I have worked a couple of times with the Patricia Caron Crowley collection at the Women and Leadership Archives. Patricia was very active with charities and organizations in Chicago. During the 1968 and 1972 Presidential elections, Patricia and her husband Pat were heavily involved in the Eugene McCarthy campaign in Illinois. They held parties and fundraisers. Patricia was an avid scrapbooker and her collection contains dozens of books filled with years of memories. She saved numerous items, photographs, and newspaper articles from her time working on the McCarthy campaign. Many of the items are kept in a guestbook where she had party attendees sign their names.
Photoshop would be very helpful in cropping many of the articles out of the guestbook. The paper glued and taped into the book could easily enough be scanned, but Photoshop would be a better tool for cropping out the background to focus solely on the article. Many of the images I have of materials of the McCarthy campaign have the same unflattering brown background. The photos were taken with the guestbook or hat on a wood table. Through Photoshop, the background of the images can be manipulated to enhance the photos and remove any glare from the tabletop. Images used in a digital project would appear more cohesive if the background was consistent throughout the collection. The two images above highlight the glare of the lights on the table. I thought about scanning the pages but I worried scans of the pages would detract from the guestbook as a whole.
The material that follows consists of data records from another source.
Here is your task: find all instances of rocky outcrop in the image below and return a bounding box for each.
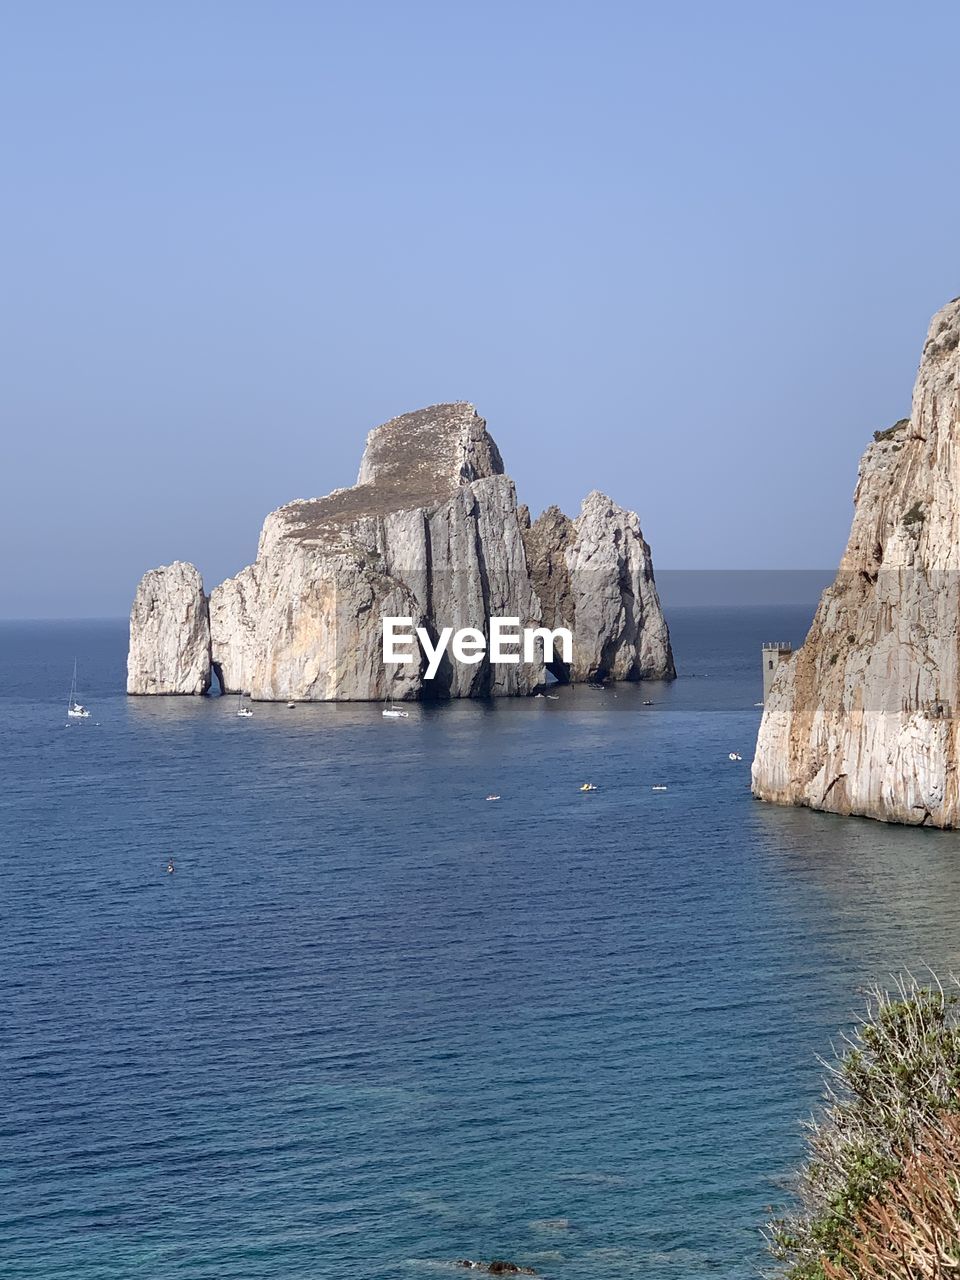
[521,492,675,682]
[207,405,542,701]
[126,561,211,695]
[454,1262,537,1276]
[129,403,674,701]
[753,296,960,826]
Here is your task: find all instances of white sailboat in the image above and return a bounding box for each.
[382,693,409,718]
[237,691,253,718]
[67,659,90,718]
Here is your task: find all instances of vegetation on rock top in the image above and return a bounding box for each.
[873,419,909,443]
[768,975,960,1279]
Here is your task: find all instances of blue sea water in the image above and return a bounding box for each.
[3,606,960,1280]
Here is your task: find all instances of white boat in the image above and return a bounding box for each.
[67,659,90,718]
[382,702,409,718]
[237,692,253,718]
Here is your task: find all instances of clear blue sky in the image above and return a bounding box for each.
[2,0,958,617]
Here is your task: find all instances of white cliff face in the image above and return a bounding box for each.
[567,491,675,682]
[522,491,675,683]
[127,561,211,695]
[753,296,960,826]
[129,402,675,701]
[207,404,543,700]
[209,528,430,702]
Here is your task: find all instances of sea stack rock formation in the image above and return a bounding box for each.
[521,493,675,683]
[128,403,674,701]
[126,562,211,695]
[206,404,540,701]
[753,296,960,826]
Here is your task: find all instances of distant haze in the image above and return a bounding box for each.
[654,571,833,610]
[2,2,959,618]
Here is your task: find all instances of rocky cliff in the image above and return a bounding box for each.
[126,562,211,695]
[128,403,675,701]
[753,296,960,825]
[521,493,675,683]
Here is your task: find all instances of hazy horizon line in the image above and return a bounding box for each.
[0,569,837,623]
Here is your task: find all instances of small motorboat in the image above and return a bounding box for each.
[237,692,253,718]
[286,701,296,708]
[485,794,501,801]
[728,752,742,761]
[652,785,668,792]
[579,782,598,792]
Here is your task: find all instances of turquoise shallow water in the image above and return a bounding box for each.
[3,607,960,1279]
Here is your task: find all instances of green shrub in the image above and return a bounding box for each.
[768,976,960,1279]
[873,419,909,443]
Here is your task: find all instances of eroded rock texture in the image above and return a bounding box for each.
[753,296,960,825]
[521,491,675,682]
[129,403,674,701]
[207,405,541,700]
[126,561,211,695]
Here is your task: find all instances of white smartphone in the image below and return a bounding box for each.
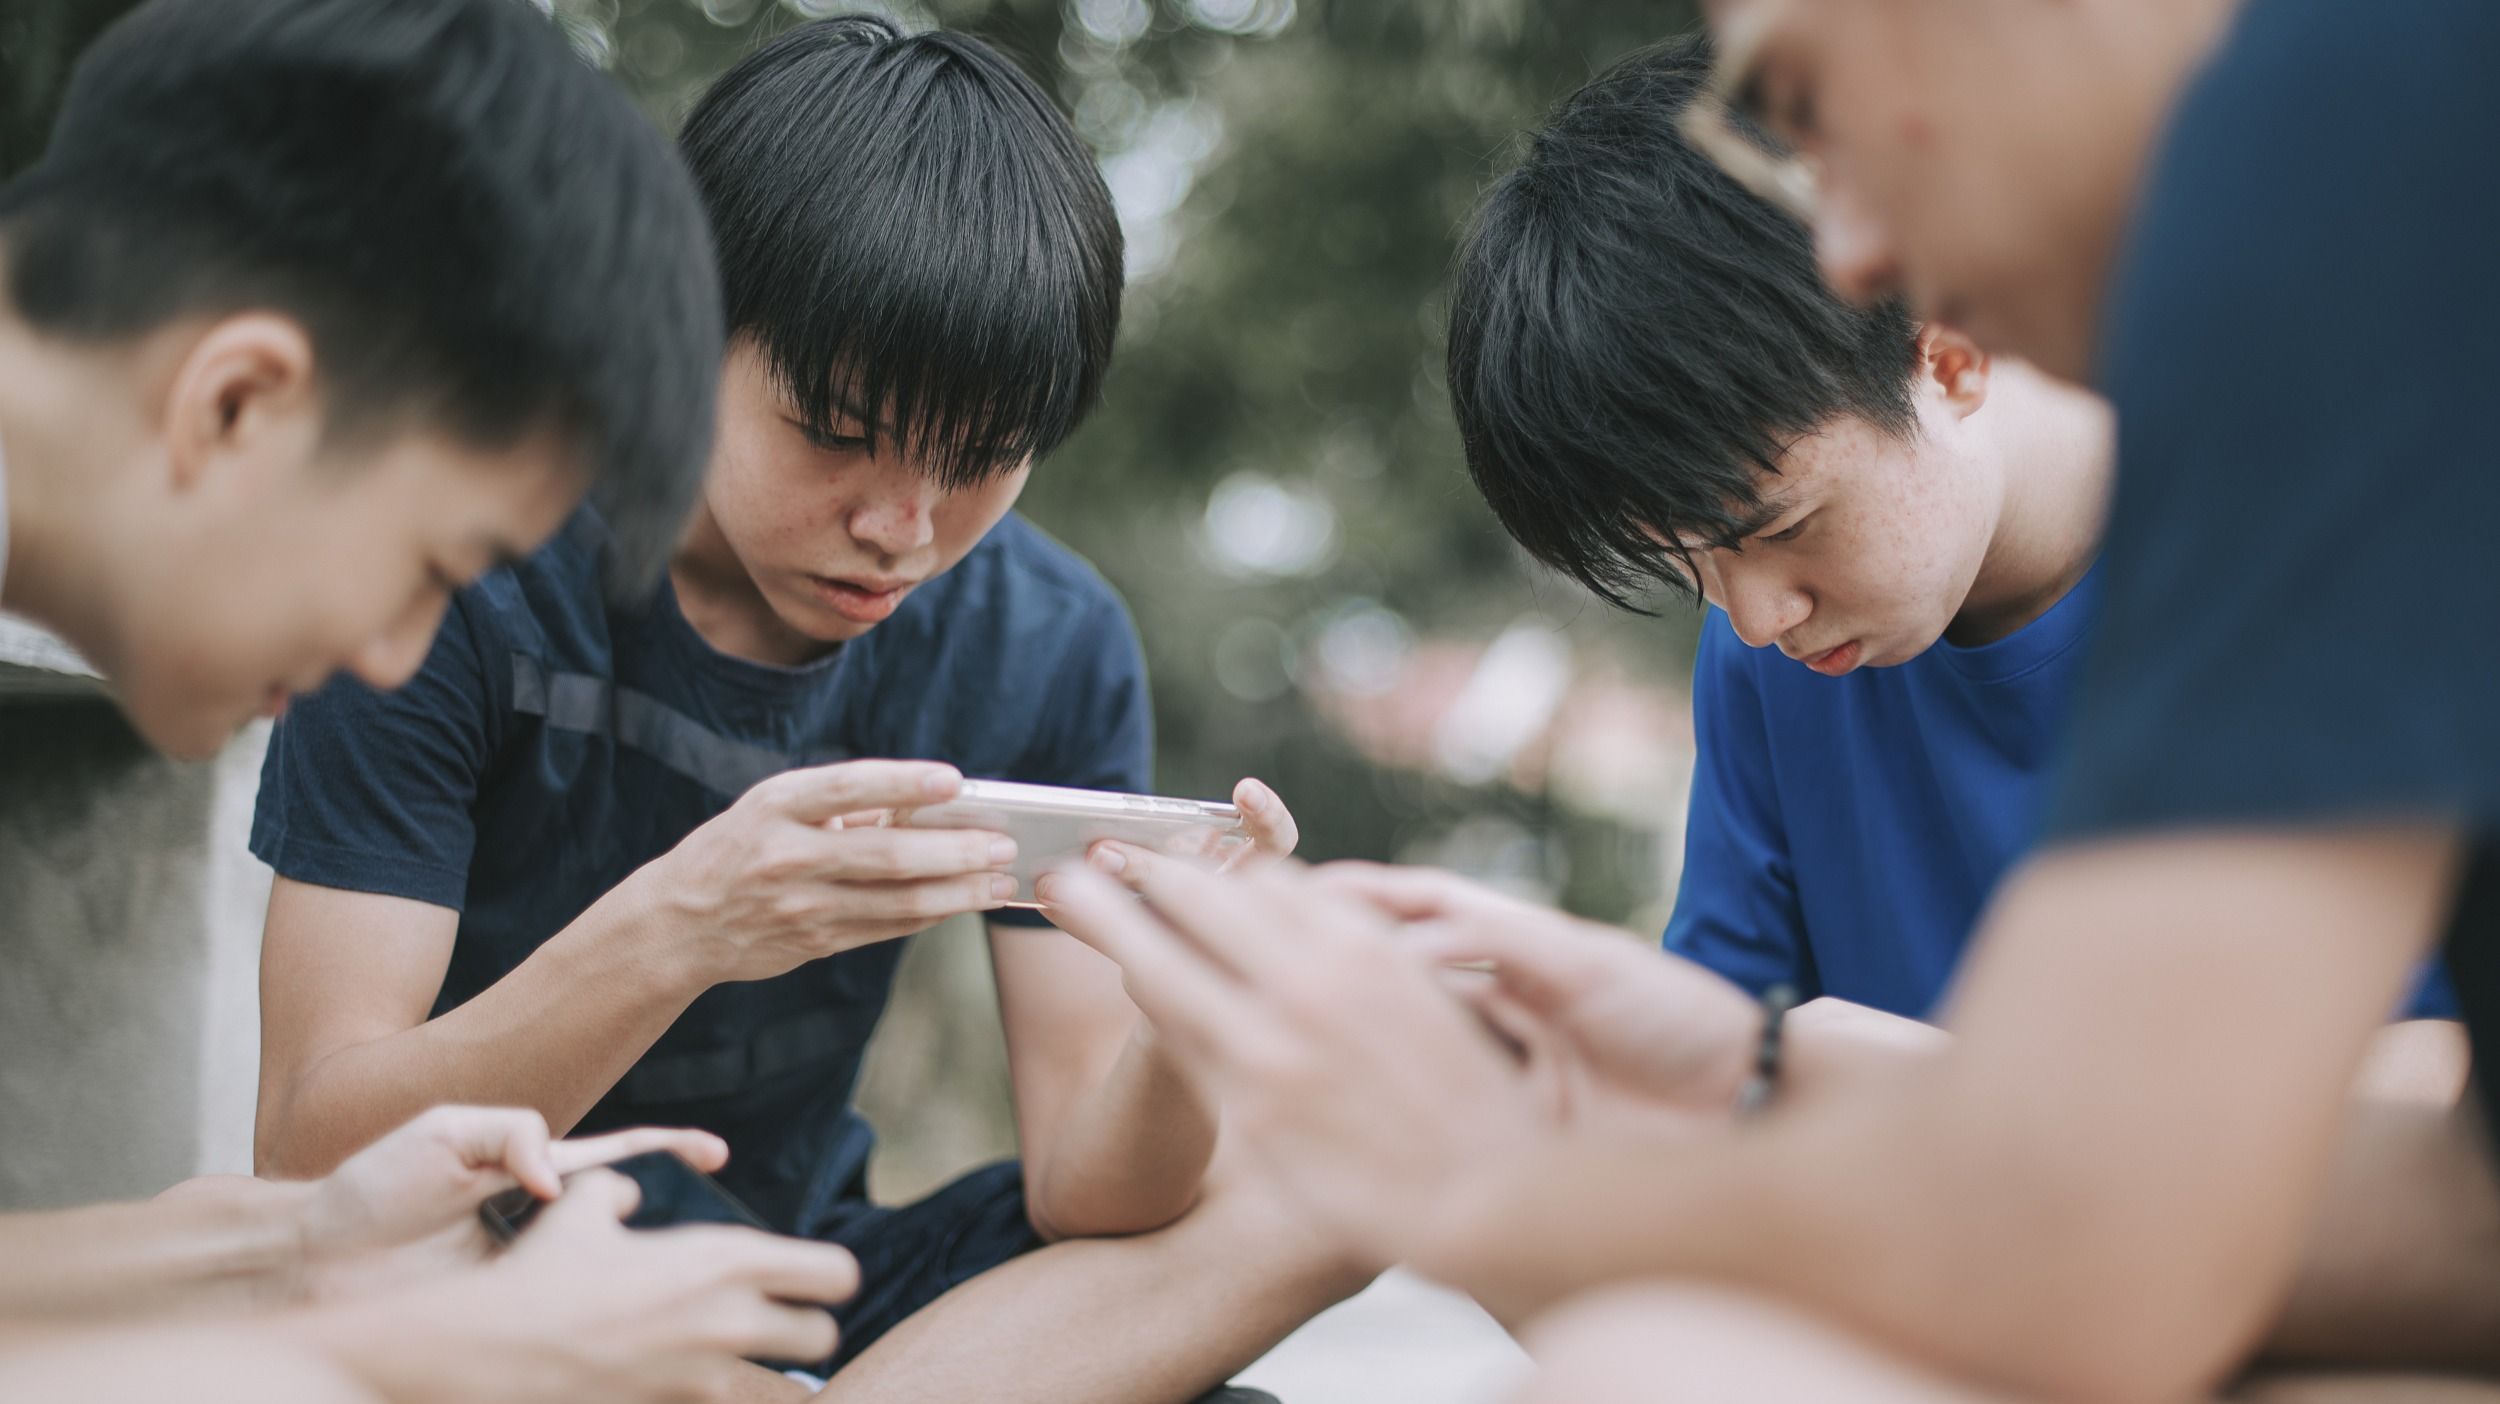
[893,779,1251,909]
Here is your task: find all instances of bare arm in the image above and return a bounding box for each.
[255,878,704,1176]
[0,1179,315,1324]
[1433,827,2457,1401]
[991,921,1217,1240]
[995,778,1300,1240]
[257,762,1014,1177]
[0,1328,378,1404]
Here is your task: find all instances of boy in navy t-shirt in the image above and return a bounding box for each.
[248,19,1359,1401]
[1444,36,2458,1070]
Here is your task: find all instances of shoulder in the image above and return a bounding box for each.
[904,514,1137,662]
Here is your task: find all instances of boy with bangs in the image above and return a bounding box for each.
[248,16,1359,1403]
[1447,34,2458,1076]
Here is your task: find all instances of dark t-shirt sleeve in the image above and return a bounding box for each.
[2045,0,2500,844]
[249,595,501,910]
[1664,614,1812,998]
[993,589,1154,927]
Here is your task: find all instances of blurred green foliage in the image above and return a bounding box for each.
[2,0,1709,926]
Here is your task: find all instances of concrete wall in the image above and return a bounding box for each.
[0,619,271,1208]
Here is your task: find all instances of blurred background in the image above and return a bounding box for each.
[3,1,1702,1392]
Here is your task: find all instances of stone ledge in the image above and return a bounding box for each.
[0,614,106,701]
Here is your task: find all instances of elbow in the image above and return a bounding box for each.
[1022,1166,1198,1244]
[252,1079,353,1182]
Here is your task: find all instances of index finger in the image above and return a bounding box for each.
[547,1127,732,1180]
[682,1228,863,1307]
[757,761,962,825]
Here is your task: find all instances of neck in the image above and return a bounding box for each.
[0,307,144,668]
[667,503,837,668]
[1948,362,2115,646]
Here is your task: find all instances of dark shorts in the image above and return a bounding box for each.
[810,1159,1047,1375]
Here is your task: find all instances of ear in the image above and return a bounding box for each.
[1917,322,1992,419]
[159,313,322,496]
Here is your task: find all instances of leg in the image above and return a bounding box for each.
[1518,1283,2004,1404]
[817,1151,1374,1404]
[1516,1283,2500,1404]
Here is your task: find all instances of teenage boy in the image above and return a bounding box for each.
[1451,36,2456,1074]
[1043,1,2500,1401]
[0,0,859,1397]
[250,18,1363,1404]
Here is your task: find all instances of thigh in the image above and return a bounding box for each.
[1520,1283,2007,1404]
[2229,1373,2500,1403]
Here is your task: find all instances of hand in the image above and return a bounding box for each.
[1037,777,1300,903]
[296,1105,732,1301]
[299,1169,859,1404]
[1041,859,1543,1273]
[1320,864,1763,1133]
[625,760,1020,986]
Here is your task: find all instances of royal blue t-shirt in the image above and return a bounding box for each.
[1664,573,2101,1018]
[1665,572,2456,1021]
[251,508,1151,1236]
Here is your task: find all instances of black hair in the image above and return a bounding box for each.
[0,0,724,588]
[1446,31,1923,609]
[679,16,1122,488]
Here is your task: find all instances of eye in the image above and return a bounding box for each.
[1759,516,1810,545]
[790,417,871,455]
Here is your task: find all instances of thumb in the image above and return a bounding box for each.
[532,1168,641,1236]
[1404,919,1594,1017]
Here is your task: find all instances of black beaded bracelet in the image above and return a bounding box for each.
[1734,983,1799,1119]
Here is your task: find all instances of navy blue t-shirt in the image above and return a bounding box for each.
[251,508,1151,1235]
[2048,0,2498,1119]
[1666,577,2098,1018]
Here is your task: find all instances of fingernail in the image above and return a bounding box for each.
[990,837,1019,865]
[1090,846,1127,875]
[923,770,960,798]
[1033,875,1061,905]
[991,875,1019,901]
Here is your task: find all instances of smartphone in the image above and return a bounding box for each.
[477,1148,771,1243]
[892,779,1251,908]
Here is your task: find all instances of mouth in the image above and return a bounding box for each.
[1799,640,1863,677]
[807,574,916,625]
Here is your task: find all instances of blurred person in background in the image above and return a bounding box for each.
[1042,1,2500,1400]
[0,0,865,1398]
[250,17,1360,1404]
[1447,31,2458,1099]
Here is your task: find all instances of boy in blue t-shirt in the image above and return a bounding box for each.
[247,19,1359,1403]
[1445,37,2458,1063]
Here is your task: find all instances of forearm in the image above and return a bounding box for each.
[0,1326,378,1403]
[1025,1019,1219,1240]
[2261,1098,2500,1369]
[1444,1048,2309,1402]
[0,1179,317,1324]
[261,889,703,1177]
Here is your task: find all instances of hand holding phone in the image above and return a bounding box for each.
[893,780,1252,908]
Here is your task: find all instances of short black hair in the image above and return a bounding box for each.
[0,0,724,587]
[680,16,1122,488]
[1447,32,1922,609]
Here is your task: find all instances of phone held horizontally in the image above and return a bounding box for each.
[892,779,1251,907]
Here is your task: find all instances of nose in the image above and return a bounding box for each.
[1813,182,1903,309]
[1715,557,1811,650]
[346,589,450,691]
[848,480,938,562]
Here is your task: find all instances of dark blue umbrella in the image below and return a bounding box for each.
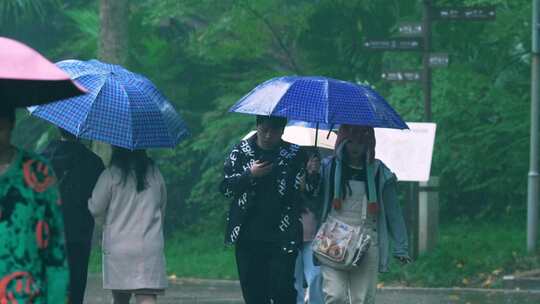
[229,76,408,129]
[28,59,190,150]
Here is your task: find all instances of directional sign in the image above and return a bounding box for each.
[364,38,423,51]
[432,6,496,21]
[398,22,424,37]
[381,70,422,82]
[429,53,449,68]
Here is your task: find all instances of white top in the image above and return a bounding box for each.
[88,165,168,290]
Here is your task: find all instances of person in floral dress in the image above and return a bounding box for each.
[0,106,69,303]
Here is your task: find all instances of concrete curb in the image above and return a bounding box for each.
[380,286,540,294]
[91,273,540,295]
[170,277,240,287]
[168,277,540,295]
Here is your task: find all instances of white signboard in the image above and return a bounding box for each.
[281,126,337,149]
[244,127,336,149]
[375,122,437,182]
[243,122,437,182]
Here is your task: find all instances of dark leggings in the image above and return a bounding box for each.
[66,241,92,304]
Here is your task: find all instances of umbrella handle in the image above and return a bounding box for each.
[315,122,319,147]
[326,124,335,139]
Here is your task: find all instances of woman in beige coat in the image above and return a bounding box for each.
[89,147,167,304]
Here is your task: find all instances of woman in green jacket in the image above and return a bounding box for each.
[0,107,69,303]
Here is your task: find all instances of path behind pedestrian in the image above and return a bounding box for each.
[85,274,540,304]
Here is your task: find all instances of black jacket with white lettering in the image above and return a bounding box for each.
[219,134,308,254]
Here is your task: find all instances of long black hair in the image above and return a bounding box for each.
[110,147,153,192]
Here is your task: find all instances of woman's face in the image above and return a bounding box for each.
[0,117,13,149]
[342,125,371,162]
[345,140,366,162]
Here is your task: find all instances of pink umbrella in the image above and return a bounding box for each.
[0,37,86,107]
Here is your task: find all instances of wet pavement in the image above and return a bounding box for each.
[85,274,540,304]
[85,275,242,304]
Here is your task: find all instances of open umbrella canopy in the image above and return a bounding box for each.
[0,37,86,107]
[229,76,408,129]
[281,120,337,149]
[242,121,337,149]
[28,59,190,150]
[287,120,336,130]
[243,120,436,182]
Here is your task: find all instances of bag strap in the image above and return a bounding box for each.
[366,161,377,203]
[333,157,342,201]
[361,193,367,221]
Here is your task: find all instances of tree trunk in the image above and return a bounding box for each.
[95,0,129,165]
[99,0,129,65]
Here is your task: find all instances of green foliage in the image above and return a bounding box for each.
[0,0,61,26]
[164,226,237,279]
[380,219,540,288]
[5,0,536,231]
[151,0,534,227]
[52,6,100,59]
[140,0,405,228]
[89,218,540,287]
[5,0,538,286]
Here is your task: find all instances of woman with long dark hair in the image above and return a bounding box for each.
[315,125,410,304]
[89,147,167,304]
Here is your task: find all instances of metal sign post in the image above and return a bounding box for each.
[381,70,422,82]
[423,0,433,122]
[527,0,540,254]
[363,0,496,258]
[364,38,423,51]
[398,22,424,37]
[429,53,449,68]
[432,6,496,21]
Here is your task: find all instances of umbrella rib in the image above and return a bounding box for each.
[78,75,111,138]
[122,82,136,150]
[126,79,175,148]
[324,79,329,124]
[359,85,378,127]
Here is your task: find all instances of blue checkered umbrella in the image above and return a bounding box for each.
[28,59,190,150]
[229,76,408,129]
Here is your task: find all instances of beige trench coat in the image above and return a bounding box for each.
[89,166,168,290]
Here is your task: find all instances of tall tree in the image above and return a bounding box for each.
[95,0,129,164]
[99,0,128,65]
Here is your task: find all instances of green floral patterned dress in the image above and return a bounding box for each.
[0,149,69,303]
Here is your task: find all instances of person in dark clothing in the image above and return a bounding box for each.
[41,128,105,304]
[220,115,316,304]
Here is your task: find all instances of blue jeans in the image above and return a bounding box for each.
[294,241,324,304]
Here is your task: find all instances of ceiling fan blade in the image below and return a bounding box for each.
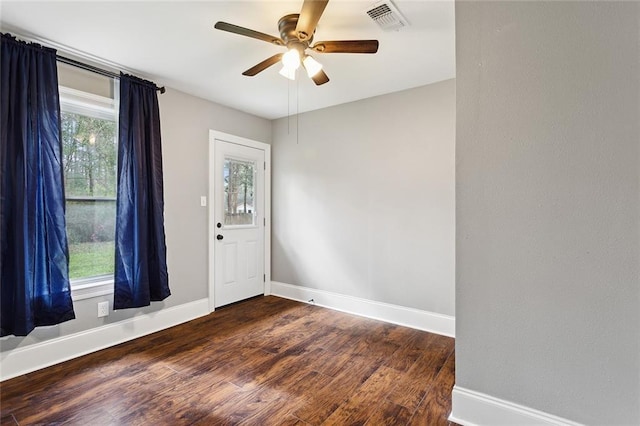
[295,0,329,41]
[242,54,284,76]
[311,40,379,54]
[310,69,330,86]
[214,22,284,46]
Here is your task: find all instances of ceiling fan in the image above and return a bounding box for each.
[214,0,379,86]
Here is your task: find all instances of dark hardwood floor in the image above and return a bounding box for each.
[0,296,456,425]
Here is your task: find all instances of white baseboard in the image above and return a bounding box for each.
[449,386,584,426]
[0,298,209,382]
[270,281,455,338]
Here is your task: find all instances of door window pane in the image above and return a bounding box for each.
[224,158,255,226]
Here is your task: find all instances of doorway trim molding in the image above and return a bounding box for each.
[208,130,271,313]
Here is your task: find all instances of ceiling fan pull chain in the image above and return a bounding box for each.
[287,77,290,135]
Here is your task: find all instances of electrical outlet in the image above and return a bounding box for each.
[97,301,109,318]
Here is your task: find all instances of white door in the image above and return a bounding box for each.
[213,139,265,307]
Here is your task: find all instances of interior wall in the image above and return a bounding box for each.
[57,62,113,98]
[271,80,456,316]
[455,1,640,424]
[0,68,271,352]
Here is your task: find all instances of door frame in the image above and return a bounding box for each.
[208,130,271,313]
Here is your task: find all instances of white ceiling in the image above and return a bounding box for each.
[0,0,455,120]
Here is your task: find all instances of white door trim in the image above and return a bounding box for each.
[208,130,271,313]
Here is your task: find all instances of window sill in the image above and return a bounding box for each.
[71,277,114,301]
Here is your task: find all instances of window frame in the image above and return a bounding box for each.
[59,84,119,299]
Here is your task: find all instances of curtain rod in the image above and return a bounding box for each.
[57,55,166,94]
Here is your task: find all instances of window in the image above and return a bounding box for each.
[224,158,256,226]
[59,86,118,283]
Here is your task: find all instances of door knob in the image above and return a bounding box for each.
[216,234,224,240]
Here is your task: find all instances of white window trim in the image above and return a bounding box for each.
[71,277,114,301]
[60,85,118,298]
[59,86,117,120]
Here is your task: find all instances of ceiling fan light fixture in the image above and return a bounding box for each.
[279,65,297,80]
[281,49,301,70]
[303,55,323,78]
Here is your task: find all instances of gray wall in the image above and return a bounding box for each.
[0,68,271,352]
[271,80,456,316]
[455,1,639,424]
[57,62,113,98]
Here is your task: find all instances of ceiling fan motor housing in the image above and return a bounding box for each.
[278,14,314,48]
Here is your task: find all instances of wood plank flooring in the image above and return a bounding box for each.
[0,296,457,425]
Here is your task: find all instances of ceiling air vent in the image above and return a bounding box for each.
[365,1,409,32]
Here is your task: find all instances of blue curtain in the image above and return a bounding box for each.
[0,33,75,336]
[114,73,170,309]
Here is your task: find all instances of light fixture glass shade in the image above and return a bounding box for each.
[303,56,323,78]
[279,65,296,80]
[282,49,301,70]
While Photoshop can be very helpful for a variety of things including cropping, removing glare, and changing backgrounds, I would caution against over manipulating an image. Public historians should want to use the best possible images for digital projects. However, if the point of the project is to provide access to a collection, then images of photographs, letters, articles, and objects should remain true to the original. Enhanced images have been known to reveal parts of a photograph that are difficult to see in the original. These types of enhancements benefit researchers and the public in general. I personally find something charming and enduring about images that stay true to the fading ink and ragged edges.